The corrective actions include using updated calculations to expand the protected airspace for future Virgin Galactic flights. That action will provide a larger area to ensure there's enough protected airspace for possible flight trajectories during future missions. The FAA also added additional steps to the flight procedures to ensure real-time mission notifications are sent to FAA Air Traffic Control.

Virgin Galactic CEO Michael Colgazer said the company's approach to spaceflight is guided by a "fundamental commitment" to safety. The executive says Virgin appreciates the thorough review by the FAA, noting updates to airspace and real-time mission notification protocols will improve the company's flight preparations in the future. The company is working towards the commercial launch of its spaceflight system.

With the FAA inquiry out of the way and Unity missions cleared to fly again, Virgin Galactic is currently focusing on pre-flight readiness for the Unity 23 mission. Unity 23 is a test flight performed in cooperation with the Italian Air Force. Currently, the flight window for the mission opens in mid-October.
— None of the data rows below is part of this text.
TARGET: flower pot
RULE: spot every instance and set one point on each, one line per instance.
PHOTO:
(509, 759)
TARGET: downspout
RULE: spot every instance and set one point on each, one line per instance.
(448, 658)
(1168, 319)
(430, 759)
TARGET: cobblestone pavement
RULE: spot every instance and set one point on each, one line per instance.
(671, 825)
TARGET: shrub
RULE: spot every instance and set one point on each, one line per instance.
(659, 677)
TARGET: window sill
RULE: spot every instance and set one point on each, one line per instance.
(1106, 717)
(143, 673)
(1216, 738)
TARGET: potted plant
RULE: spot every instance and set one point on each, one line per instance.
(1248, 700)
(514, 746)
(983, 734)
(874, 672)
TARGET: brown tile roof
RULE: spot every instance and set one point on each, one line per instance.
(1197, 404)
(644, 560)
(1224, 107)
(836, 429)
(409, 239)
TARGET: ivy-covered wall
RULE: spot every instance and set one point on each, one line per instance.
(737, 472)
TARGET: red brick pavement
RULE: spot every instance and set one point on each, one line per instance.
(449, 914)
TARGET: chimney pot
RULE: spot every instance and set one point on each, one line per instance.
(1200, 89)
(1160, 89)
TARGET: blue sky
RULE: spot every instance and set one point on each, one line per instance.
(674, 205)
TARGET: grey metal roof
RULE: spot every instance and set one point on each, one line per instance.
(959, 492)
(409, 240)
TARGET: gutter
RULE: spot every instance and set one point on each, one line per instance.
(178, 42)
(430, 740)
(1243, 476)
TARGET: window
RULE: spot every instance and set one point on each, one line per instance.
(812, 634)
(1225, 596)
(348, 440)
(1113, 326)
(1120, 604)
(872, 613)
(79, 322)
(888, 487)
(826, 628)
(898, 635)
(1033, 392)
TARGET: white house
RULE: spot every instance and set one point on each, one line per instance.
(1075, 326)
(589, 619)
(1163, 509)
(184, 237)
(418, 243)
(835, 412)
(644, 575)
Earlier this month, Virgin Galactic confirmed that during its preparations for Unity 23, a third-party supplier flagged potential manufacturing defects in a component of the spacecraft's flight control actuation system. Virgin is clear it wasn't sure if the defect was present in its spacecraft, and inspections were being conducted in partnership with the vendor. It's unclear at this time if those inspections have been completed.